Het is nu ook tijd om de blauweregen (wisteria sinensis) te snoeien. Knip de zijscheuten van de hoofdtakken terug op twee tot vier knoppen, net als bij klimrozen.
Clematis loopt al vroeg uit. De vroegbloeiende soorten (mei), zoals C. montana en C. alpina, laat je nu natuurlijk lekker gaan. Anders zou je de bloemknoppen eruit knippen. Zo nodig snoeien ná de bloei.

Clematis 'Étoile Violette'
Laatbloeiers (juli-oktober) als C. viticella ‘Étoile Violette’ en C. Jackmanii ‘Superba’ snoei je nu rigoureus terug tot het onderste paar gezonde knoppen. Dan zijn er nog de vroege zomerbloeiers (juni-september), zoals C. Madame Le Coultre en C. Nelly Moser, die niet alleen op het oude hout, maar wat later ook op het nieuwe hout bloeien. Deze clematissen worden ‘getopt’; snoei de lange stengels terug tot het bóvenste paar gezonde knoppen. Goed aanbinden allemaal, gedroogde koemest inharken, bij droogte water geven en een compostlaag aanbrengen.
In maart kan de hele tuin wel wat mest gebruiken. Ook het gazon, maar dat moet liefst eerst geverticuteerd worden.
Noteer nu ook waar nog sneeuwklokjes ontbreken. Direct na de bloei kunnen de pollen gedeeld en uitgeplant worden. Ook in de buurt van groenblijvende struiken (langs een buxushaag) komen ze mooi uit.
BINNENWERK
Vanzelfsprekend doe je al deze dingen niet als het vriest. Dan is er binnen ook nog wel wat te doen. Vul kweekbakken of eierdozen met stekgrond of een mengsel van zand en potgrond en zaai uitverkoren eenjarigen. Dat kunnen dus ook tomaatjes en sperziebonen zijn! Maak met een plantensproeier de grond vochtig en dek het geheel af met een kap of een plastic zak. Zet het zaaigoed niet te koud. Na het kiemen mag de bedekking eraf en begint het opkweken. Zorg voor voldoende licht en draai de kwekelingen regelmatig, zodat ze rechtop groeien. Dun ze op tijd uit en geef ze een eigen behuizing zodra ze echte blaadjes produceren. Zet ze dan op een koele lichte plek, want het groeien moet niet te hard gaan.
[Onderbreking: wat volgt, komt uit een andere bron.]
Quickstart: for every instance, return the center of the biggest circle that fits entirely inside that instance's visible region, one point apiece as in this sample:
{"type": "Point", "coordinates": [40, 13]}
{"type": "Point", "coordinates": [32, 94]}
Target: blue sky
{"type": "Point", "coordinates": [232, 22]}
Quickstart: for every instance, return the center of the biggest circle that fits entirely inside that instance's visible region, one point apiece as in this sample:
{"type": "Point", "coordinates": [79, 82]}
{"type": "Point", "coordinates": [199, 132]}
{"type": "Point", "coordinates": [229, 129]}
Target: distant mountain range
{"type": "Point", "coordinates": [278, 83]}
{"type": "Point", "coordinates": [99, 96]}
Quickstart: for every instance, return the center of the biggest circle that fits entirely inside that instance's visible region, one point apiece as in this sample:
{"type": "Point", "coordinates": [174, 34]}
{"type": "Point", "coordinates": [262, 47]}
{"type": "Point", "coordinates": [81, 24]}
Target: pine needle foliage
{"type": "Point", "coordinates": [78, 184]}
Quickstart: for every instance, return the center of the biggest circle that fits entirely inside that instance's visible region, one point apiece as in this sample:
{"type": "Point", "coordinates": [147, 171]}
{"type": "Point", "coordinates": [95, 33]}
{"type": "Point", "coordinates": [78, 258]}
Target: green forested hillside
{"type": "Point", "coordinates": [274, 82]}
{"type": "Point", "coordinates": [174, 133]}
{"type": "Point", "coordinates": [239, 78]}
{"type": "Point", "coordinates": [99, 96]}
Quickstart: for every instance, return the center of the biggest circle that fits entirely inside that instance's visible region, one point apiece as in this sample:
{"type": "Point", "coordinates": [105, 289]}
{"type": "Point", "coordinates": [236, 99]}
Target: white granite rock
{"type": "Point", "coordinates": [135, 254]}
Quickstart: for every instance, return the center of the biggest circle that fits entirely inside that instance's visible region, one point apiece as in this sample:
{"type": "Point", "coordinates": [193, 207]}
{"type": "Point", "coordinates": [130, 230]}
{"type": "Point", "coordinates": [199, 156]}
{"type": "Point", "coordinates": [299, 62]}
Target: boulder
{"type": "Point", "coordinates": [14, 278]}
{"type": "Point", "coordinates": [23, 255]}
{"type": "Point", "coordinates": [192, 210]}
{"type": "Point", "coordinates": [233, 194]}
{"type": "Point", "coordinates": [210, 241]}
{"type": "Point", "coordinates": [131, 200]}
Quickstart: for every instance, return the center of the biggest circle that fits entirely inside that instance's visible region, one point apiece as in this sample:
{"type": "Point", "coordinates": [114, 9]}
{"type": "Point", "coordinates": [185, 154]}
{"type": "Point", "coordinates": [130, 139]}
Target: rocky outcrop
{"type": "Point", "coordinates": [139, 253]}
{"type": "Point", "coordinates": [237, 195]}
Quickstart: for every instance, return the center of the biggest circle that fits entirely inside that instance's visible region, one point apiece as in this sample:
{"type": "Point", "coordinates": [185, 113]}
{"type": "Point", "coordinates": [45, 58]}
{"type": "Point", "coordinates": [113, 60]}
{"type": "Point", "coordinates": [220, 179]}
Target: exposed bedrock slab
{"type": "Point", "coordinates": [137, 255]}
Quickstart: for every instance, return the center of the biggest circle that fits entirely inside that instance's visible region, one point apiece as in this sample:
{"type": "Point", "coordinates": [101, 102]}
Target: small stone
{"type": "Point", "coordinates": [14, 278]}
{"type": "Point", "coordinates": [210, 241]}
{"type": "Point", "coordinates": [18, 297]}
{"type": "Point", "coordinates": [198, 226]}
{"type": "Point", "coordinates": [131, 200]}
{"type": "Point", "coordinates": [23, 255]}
Lathyruszaden in wc-rolletjes -
een papieren 'trechter' is handig
bij het vullen met zaaigrond
Vergeet vooral niet eenjarige geurende lathyrus te zaaien en doe dat in met potgrond gevulde wc-rolletjes, waarin de plantjes lange wortels kunnen maken. Zodra ze drie paar blaadjes hebben: toppen voor volle planten.
Bij het uitplanten in de tuin doe je dat inclusief wc-rol en stukje eierdoos!
De geraniums (officieel: pelargonium) die binnen overwinteren, kunnen nu teruggesnoeid worden. Het snoeisel kan meteen gestekt worden. Dat is een goed idee als je mee wilt doen aan een van de vele trends van dit jaar: héle grote bloembakken, gevuld met één soort. En waarom geen geraniums!
Fuchsia’s worden teruggesnoeid vóór ze in maart nieuwe potgrond krijgen. Geef ze geleidelijk meer water.

... en dan een pot vól!
Haal de dahliaknollen tevoorschijn, controleer ze op rottende knolletjes en deel ze - als je graag zo’n grote trendbak vol dahlia’s wilt! Plant ze ondiep, geef geleidelijk meer water, maar houd ze binnen tot eind april. Dan hebben ze een flinke voorsprong op de dahlia’s die in maart, na de vorst, in de volle grond gepoot worden.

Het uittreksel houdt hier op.